Police say Tripoli cease-fire near

Lebanon's police chief appeared to be making progress toward arranging a cease-fire between warring pro-Syrian and anti-Syrian factions in Tripoli Sunday as one person was killed in sporadic fighting.

State-run Beirut Radio quoted the police commander, Hisham Shaar, as saying the rival Muslim groups had promised to pull their gunmen out of the battle zones Sunday evening. If this happened, Lebanese police would enter the areas and take responsibility for security there.
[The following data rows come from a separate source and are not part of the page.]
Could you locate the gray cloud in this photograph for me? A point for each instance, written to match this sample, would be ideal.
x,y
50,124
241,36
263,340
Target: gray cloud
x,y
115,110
About 175 persons have died since the fighting erupted a month ago.

Meanwhile, Palestine Liberation Organization leader Yasser Arafat met Jordanian leaders in Amman Sunday for talks expected to focus on the outcome of King Hussein's discussions with United States President Ronald Reagan last month on the Middle East situation. The talks will also take up the question of future links between Jordan and a potential Palestinian entity on the West Bank and Gaza Strip, which Israel has occupied since 1967.

In Tel Aviv, police and security forces were on high alert Sunday after 33 Israelis were wounded in the previous 48 hours in attacks by suspected Palestinian guerrillas in Israeli-occupied southern Lebanon and in Tel Aviv itself. In what a spokesman said was the first serious terrorist incident in the city since 1975, two hand grenades were hurled at a civilian bus in south Tel Aviv Saturday evening, wounding 12 persons. The Tel Aviv attack followed the Friday afternoon ambush of a military bus south of Beirut, in which 21 Israeli soldiers were wounded.